Last night, the fall edition of Phillips’s closely watched “New Now” sale realized $5.8 million, with the evening’s top lots being a 2018 work by Amoako Boafo and a 2016 piece by the late Matthew Wong. [ARTnews]

Kelly Crow previews the fall auction season. [The Wall Street Journal]

Ahead of a major Tate retrospective new year, artist Paula Rego joins Victoria Miro gallery, departing the embattled Marlborough Gallery. [ARTnews]

A new online-only auction house, called Greenhouse Auctions and founded by a former Christie’s executive, will look to reduce the speculation on work by emerging artists by not publishing sales results. [The Art Newspaper]

A Sanyu Nu painting, which once held its auction record when it was sold by Pierre Chen in 2004, will be sold by Sotheby’s and is expected to sell for at least $12.9 million next week. [Art Market Monitor]

News

The Los Angeles County Museum of Art is downsizing.
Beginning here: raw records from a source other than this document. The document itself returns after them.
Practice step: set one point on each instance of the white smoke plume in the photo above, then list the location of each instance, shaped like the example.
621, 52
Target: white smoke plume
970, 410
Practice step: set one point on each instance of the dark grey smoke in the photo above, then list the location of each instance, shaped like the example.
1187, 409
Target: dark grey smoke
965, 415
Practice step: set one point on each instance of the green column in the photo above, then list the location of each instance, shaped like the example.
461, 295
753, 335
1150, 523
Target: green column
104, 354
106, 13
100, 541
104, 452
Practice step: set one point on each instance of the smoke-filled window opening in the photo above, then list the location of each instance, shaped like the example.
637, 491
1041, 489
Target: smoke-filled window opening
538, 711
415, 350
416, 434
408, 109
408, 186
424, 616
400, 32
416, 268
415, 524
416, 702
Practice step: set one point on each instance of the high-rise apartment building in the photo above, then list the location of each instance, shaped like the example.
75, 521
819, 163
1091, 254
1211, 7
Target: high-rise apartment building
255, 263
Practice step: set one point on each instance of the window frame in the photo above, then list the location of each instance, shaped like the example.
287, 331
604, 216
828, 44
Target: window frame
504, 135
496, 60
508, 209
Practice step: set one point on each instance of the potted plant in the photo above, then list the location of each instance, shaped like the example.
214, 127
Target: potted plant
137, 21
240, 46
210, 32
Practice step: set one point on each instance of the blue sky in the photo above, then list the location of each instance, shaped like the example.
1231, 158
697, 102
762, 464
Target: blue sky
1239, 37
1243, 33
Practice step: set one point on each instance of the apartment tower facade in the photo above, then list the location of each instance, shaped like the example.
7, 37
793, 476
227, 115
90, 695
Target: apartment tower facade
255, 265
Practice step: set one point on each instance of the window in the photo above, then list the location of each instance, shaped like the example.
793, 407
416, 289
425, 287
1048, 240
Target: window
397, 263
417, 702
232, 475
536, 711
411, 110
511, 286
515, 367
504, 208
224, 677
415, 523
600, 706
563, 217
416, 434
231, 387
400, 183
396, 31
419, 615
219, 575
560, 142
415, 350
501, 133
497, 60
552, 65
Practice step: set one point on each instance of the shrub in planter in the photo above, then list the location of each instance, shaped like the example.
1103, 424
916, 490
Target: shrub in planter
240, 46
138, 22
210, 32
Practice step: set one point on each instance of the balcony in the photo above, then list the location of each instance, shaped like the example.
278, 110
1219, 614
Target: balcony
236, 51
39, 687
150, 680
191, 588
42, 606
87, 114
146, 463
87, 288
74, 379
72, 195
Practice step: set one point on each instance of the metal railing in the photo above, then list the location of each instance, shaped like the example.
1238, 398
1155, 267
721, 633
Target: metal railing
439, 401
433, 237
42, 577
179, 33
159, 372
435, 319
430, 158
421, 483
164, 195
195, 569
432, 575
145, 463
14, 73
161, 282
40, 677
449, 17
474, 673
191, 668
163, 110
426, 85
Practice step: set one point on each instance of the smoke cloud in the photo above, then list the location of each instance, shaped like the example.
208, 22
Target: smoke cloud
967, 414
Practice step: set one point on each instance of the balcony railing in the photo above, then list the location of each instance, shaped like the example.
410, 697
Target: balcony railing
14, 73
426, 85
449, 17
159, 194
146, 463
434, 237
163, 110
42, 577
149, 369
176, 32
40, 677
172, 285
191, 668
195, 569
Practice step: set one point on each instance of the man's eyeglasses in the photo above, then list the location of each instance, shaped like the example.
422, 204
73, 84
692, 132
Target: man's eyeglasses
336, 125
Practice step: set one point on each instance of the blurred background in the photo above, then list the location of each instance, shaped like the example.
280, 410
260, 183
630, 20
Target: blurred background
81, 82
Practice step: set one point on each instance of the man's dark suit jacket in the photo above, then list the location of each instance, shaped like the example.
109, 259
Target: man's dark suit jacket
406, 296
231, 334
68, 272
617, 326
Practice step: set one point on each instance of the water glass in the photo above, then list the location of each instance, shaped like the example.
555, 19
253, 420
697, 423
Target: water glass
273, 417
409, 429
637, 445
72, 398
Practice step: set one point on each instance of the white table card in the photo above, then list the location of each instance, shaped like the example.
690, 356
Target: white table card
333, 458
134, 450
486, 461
It has listed the home it provides to its director for $6.575 million and recently bought another one a few blocks away for $2.2 million. [Los Angeles Times]

Architect David Adjaye has won the Royal Institute of British Architects’ Royal Gold Medal 2021, becoming the first Black person to do so. [Dezeen]

As it turns 15, the POC-centered arts nonprofit, The Laundromat Project will consolidate its two spaces in Harlem and the South Bronx and move into one location in Bed-Stuy. [Hyperallergic]

The Frick Collection has revealed how it plans to use the Breuer building for its two-year stay while its Fifth Avenue building is renovated. [The New York Times]

Guston Show Controversy

Some 100 artists, curators, and critics have published an open letter decrying the decision by four museums to postpone a Philip Guston retrospective by four years. [The New York Times]

Read the open letter in full. [The Brooklyn Rail]

Read about the KKK imagery in Guston’s paintings, and his return to figuration to confront racism. [ARTnews]

The Wall Street Journal ’s arts editor Eric Gibson weighs in on the matter, writing, “Beyond placing great works of art before us, this is one purpose of exhibitions like this: to allow visitors to come to reasoned judgments of their own.” [The Wall Street Journal]

Art & Artists

Jesse Darling talks about installing a new work, titled Gravity’s Rainbow, at the Kunstverein Freiburg in Germany. [Artforum]

The Museum Ludwig in Cologne has opened an exhibition on the Russian avant-garde and has included several works its scholars say have been falsely attributed to major artists. [The New York Times]

Correction, October 1, 2020An earlier version of this article, and the emailed version “Breakfast with ARTnews,” incorrectly cited the Jesse Darling article as coming from ARTnews and included the wrong hyperlink. The article is by Artforum.